Lode incondizionata anche al cast e ci si riferisce al primo, essendoci forzatamente un cast alternativo per le complessive nove recite poiché nel caso di una defezione sarebbe impossibile trovare un sostituto e farlo arrivare, per giunta, a Cagliari. Iniziando dal protagonista, il poderoso baritono Elia Fabian che ha impersonato idealmente il personaggio del burbero e dominatore Palla de’ Mozzi, garantendogli una voce di grande potenza, tale da reggere le ondate di suono provenienti dal golfo mistico e un’interpretazione possente, ma ricca di intenzioni; non meno impegnativa la parte del tenore, Signorello, concepita per un lirico spinto a cui si chiede sia il canto eroico e declamato che la natura del timido ed introverso innamorato. Ideale sia scenicamente che vocalmente Leonardo Caimi, tutt’altro che intimorito dalla scabrosa tessitura, in una parte che prevede continui cambi di umore e pure passione e slancio. Bravissima pure Francesca Tiburzi, soprano già apprezzata in ruoli belcantistici e che qui, con una linea di canto sempre controllata ed efficace, riesce a trovare gli accenti drammatici ed una vocalità spinta in acuto, specie nel terzo atto, dove le si richiede uno sforzo da far impallidire quello di Turandot nel finale Alfano.

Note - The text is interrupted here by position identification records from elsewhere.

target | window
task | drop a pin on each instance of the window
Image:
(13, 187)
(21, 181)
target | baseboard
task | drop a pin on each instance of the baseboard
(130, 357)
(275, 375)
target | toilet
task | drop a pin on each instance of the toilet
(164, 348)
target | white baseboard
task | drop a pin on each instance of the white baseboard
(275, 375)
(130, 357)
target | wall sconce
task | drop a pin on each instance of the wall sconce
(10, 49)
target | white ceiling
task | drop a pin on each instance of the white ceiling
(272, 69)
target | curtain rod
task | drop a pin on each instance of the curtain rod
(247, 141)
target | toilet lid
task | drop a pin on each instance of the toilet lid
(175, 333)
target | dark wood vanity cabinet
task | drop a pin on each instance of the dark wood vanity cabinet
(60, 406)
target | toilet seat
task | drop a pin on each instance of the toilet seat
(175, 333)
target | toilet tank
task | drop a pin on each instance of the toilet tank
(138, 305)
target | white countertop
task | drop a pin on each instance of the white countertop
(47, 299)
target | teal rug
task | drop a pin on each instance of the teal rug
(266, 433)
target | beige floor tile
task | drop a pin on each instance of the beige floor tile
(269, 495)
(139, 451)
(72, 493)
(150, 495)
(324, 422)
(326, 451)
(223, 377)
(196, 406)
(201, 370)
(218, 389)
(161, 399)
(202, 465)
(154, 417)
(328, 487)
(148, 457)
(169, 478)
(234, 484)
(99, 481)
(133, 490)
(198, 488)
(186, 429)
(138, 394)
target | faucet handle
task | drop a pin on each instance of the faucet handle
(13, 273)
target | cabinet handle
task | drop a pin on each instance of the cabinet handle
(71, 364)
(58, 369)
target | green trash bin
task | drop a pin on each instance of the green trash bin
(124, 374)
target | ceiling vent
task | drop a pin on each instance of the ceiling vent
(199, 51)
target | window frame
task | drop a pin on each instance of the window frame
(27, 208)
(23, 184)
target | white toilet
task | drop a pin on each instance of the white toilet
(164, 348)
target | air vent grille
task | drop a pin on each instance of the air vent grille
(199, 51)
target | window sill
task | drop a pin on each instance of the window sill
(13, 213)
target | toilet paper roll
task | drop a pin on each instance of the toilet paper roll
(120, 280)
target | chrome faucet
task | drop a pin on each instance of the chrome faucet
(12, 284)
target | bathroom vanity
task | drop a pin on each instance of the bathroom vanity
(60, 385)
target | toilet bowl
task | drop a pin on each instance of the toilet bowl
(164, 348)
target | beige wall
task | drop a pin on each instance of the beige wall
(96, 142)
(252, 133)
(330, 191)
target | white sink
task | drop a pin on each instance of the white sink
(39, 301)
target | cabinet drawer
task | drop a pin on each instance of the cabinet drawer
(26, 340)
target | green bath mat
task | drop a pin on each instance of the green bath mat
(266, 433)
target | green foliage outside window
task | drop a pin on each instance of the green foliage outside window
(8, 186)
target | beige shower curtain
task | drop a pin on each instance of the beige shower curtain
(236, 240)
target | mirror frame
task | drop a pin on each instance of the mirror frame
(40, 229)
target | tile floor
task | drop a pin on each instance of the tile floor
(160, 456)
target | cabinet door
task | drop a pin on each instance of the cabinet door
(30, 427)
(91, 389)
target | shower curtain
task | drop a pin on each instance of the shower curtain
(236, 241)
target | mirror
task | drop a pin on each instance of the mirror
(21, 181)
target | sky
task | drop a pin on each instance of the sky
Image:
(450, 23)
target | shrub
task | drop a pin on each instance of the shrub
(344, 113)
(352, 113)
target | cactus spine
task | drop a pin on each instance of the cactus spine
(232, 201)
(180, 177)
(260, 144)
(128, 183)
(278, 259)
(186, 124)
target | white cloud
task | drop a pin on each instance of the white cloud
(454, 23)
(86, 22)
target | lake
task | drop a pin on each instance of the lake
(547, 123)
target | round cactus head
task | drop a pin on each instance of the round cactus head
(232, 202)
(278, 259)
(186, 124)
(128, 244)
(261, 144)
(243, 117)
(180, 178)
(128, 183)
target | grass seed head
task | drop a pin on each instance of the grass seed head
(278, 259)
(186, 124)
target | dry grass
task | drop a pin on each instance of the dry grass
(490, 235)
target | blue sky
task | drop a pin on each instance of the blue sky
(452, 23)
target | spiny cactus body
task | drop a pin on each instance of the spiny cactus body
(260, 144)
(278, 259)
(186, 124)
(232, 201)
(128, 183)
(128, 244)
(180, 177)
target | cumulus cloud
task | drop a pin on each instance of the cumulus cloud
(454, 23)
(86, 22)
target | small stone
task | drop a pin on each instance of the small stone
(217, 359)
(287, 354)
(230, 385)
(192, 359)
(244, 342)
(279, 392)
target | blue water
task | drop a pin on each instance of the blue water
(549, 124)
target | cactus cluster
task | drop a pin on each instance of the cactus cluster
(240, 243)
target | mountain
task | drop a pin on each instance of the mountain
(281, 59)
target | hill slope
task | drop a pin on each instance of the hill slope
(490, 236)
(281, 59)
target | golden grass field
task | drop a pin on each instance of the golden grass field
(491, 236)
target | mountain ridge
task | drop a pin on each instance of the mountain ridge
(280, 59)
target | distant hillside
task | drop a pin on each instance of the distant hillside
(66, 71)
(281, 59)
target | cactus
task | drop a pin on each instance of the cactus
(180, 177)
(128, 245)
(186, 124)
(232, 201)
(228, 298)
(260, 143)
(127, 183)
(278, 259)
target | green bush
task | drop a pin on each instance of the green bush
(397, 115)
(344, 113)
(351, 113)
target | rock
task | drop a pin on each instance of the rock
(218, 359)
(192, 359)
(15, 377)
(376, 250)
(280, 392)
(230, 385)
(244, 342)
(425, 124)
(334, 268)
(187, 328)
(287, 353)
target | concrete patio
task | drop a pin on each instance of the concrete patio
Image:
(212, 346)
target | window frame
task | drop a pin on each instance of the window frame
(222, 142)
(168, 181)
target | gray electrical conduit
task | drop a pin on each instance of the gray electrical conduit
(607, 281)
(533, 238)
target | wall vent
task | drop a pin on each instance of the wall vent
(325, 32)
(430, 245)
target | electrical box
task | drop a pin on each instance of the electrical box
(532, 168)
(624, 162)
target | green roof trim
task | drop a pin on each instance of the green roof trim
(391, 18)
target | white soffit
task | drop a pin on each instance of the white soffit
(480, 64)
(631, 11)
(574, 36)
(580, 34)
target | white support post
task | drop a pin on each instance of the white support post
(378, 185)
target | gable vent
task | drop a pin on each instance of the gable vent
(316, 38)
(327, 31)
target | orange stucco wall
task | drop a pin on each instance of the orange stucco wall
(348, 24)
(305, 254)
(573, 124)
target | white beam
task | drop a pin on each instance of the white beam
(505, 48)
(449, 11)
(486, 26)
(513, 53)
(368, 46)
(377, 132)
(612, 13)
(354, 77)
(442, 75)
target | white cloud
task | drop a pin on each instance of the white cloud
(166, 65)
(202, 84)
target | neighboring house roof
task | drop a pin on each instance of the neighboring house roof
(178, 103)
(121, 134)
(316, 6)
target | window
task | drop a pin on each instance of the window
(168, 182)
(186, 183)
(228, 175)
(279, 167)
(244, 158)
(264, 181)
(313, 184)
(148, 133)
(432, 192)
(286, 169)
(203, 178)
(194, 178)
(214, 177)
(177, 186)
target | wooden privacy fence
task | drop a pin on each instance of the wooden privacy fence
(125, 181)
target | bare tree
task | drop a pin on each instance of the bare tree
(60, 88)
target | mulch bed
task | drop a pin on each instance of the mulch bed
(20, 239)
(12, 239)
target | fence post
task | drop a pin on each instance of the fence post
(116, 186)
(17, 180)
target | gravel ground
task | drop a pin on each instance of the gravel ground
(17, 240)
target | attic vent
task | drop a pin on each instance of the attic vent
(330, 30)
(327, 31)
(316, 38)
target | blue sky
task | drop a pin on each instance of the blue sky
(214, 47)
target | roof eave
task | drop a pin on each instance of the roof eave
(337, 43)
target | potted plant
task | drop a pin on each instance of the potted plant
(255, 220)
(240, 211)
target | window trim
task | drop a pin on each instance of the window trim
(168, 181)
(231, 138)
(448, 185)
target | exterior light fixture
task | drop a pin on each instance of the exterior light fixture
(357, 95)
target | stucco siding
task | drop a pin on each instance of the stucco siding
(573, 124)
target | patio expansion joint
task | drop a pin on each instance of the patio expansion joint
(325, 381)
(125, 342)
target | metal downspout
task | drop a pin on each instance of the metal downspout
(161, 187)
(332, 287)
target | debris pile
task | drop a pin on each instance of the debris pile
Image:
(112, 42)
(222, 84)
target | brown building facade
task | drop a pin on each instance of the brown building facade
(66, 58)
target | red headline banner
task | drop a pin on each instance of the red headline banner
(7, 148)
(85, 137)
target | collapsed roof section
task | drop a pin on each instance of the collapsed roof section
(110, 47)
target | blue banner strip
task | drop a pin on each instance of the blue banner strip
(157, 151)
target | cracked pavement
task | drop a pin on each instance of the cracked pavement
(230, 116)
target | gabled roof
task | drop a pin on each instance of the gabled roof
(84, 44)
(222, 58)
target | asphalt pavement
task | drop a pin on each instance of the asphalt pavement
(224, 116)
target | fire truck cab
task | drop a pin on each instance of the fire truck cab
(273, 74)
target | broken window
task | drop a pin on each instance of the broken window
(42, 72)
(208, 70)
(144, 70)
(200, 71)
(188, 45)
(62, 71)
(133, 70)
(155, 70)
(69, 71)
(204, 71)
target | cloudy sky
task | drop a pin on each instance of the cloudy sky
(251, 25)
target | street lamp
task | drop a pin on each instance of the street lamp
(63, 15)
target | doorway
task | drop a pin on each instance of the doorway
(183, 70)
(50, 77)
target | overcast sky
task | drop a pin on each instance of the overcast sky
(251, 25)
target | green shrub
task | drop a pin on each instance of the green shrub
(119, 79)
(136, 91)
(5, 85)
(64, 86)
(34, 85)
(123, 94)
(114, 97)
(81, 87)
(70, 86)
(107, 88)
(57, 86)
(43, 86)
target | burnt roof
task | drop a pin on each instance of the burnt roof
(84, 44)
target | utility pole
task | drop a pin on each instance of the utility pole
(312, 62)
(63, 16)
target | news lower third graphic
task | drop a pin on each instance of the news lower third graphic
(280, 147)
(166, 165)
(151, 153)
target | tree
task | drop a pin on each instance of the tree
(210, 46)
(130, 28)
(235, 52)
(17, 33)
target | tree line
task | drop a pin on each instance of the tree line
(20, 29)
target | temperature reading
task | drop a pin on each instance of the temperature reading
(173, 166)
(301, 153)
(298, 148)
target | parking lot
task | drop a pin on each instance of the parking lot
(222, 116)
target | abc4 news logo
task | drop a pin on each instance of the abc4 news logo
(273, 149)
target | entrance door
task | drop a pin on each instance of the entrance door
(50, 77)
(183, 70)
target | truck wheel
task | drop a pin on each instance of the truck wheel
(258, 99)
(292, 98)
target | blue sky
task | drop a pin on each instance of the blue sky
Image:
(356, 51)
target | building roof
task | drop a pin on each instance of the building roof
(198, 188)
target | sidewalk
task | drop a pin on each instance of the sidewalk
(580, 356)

Molto ben assortite le parti di fianco, iniziando dalle due suore nel primo atto, il soprano Elena Schirru ed il mezzosoprano Lara Rotili, il Vescovo di Cristian Saitta, il Capo dei Lanzi, Alessandro Busi. Ben affiatato il quartetto dei mercenari che si contendono Anna Bianca ai dadi e poi, per denaro, la cedono a Signorello: Andrea Galli, il Mancino, Murat Can Guvem, Giorno, Matteo Loi, Spadaccia e Luca Dell’Amico, Niccolò, in una scena che si vorrebbe grottesca, ma che per difficoltà musicale è pari all’analoga tra gli ebrei nella Salome di Strauss. Ottimi Giuseppe Raimondo, Spadaccia e Francesco Verna nei panni di Montelabro.

Lo spettacolo di Giorgio Barberio Corsetti e Pierrick Sorin, che firmano anche scene e video, si avvale dei costumi di Francesco Esposito (sempre una garanzia di pertinenza ed eleganza) delle luci di Gianluca Cappelletti. Con l’uso di modellini ripresi dalle video camere e sulla scena dei pannelli “neutri” color celeste, gli interpreti “entrano” nel quadro come oggi avviene in gran parte delle inquadrature dei film, simulando un’azione che ha un corrispettivo spaziale nella ripresa. Indubbiamente è uno stratagemma di grande effetto e singolare efficacia, specie in un’impostazione sostanzialmente ed inevitabilmente convenzionale e didascalica, come in questo caso. Se bisogna trovare un limite sta nel fatto che l’azione la si segue sullo schermo, come al cinema appunto, ponendo meno attenzione all’artista in carne ed ossa, che pure è preso di mira e “amplificato” nelle inquadrature impostate dalla regia. La presenza di un mimo, in varie vesti: prima sagrestano, poi sorta di buffone nel secondo atto, infine cuoco e boia nel terzo, può suggerire il “matto shakespeariano”, ma sinceramente non se n’è capita la necessità.

Successo calorosissimo e teatro praticamente esaurito: le rarità a Cagliari sono ormai di casa!